0

What I have to modify in this code:

String tags = "<div class='bat'><div id='me'>";
Pattern r = Pattern.compile("<(.*)>",Pattern.CASE_INSENSITIVE| Pattern.MULTILINE | Pattern.DOTALL );

// Now create matcher object.
Matcher m = r.matcher(tags);
while (m.find( )) {
    System.out.println("Found : " + m.groupCount() );
    System.out.println(m.group());   
}

OUTPUT :

Found : 1
<div class='bat'><div id='me'>

and I want this OUTPUT :

Found: 2
div class='bat'
div id='me'
Vitalii Elenhaupt
  • 7,146
  • 3
  • 27
  • 43
Snakox
  • 75
  • 1
  • 6
  • Use a reluctant quantifier `.*?`. – Sotirios Delimanolis Jun 13 '15 at 19:04
  • 1
    @SotiriosDelimanolis It's the other way around ;) `*` is greedy and you make it lazy with `?`. Btw you should put that as an answer. – Alexis C. Jun 13 '15 at 19:05
  • @AlexisC. Oh yeah, messed up terminology.
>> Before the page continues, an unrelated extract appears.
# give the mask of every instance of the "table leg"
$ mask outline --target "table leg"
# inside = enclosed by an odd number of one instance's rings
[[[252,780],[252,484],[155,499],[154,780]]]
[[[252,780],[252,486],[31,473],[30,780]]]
Thanks. I don't want to explain how to get the rest of the requested output :| – Sotirios Delimanolis Jun 13 '15 at 19:07
  • 2
    Your question looks like you are trying to build HTML parser. Can't you use already existing ones like [jsoup](http://jsoup.org/)? Notice that [regex is not good tool to parse HTML](http://stackoverflow.com/q/701166/1393766). Another mandatory question to read: [RegEx match open tags except XHTML self-contained tags](http://stackoverflow.com/q/1732348/1393766). – Pshemo Jun 13 '15 at 19:09

3 Answers3

0

You will need look ahead and look behind to do this

i.e. (?<=<)([^>]*)(?=>)

String tags = "<div class='bat'><div id='me'>";
Pattern r = Pattern.compile("(?<=<)([^>]*)(?=>)", Pattern.CASE_INSENSITIVE | Pattern.MULTILINE | Pattern.DOTALL);

Output :

Found : 1
div class='bat'
Found : 1
div id='me'


Edit replaced .*? with [^>]* for good performance as suggested by PSchemo

afzalex
  • 8,598
  • 2
  • 34
  • 61
  • 1
    Instead of reluctant quantifier we can get better performance and similar readability with `<[^>]*>` instead of `<.*?>` – Pshemo Jun 13 '15 at 19:11
  • 2
    Since you are already using groups you don't need to use look-around mechanism. Simple `<([^>]*)>` and `matcher.group(1)` should do the trick. – Pshemo Jun 13 '15 at 19:18
  • @Pshemo Yes it could also be done this way, I didn't noticed that. – afzalex Jun 13 '15 at 19:22
0

You have to change your regex and also your code to add the regex group index, like this:

String tags = "<div class='bat'><div id='me'>";
Pattern r = Pattern.compile("<(.*?)>",Pattern.CASE_INSENSITIVE| Pattern.MULTILINE | Pattern.DOTALL );
                                 ^-- use non greedy quantifier
// Now create matcher object.
Matcher m = r.matcher(tags);
while (m.find( )) {
    System.out.println("Found : " + m.groupCount() );
    System.out.println(m.group(1));  
                               ^--- use regex index 1   
}

Working demo

Regular expression visualization

However, above code won't give you 2 groups, but 1 group matched 2 times. If you want to have the content in 2 groups, then you will have to use below code:

String tags = "<div class='bat'><div id='me'>";
Pattern r = Pattern.compile("<(.*?)><(.*?)>",Pattern.CASE_INSENSITIVE| Pattern.MULTILINE | Pattern.DOTALL );

// Now create matcher object.
Matcher m = r.matcher(tags);
if (m.find( )) {
    System.out.println("Found : " + m.groupCount() );
    System.out.println(m.group(1));   
    System.out.println(m.group(2));   
}

Working demo

Regular expression visualization

Federico Piazza
  • 30,085
  • 15
  • 87
  • 123
0

groupCount() does not indicate how many times the pattern matched. It just tells how many capturing groups there are in the regex. If groupCount() returns 2, you know it's safe to access group(1) or group(2), but group(3) will raise an exception.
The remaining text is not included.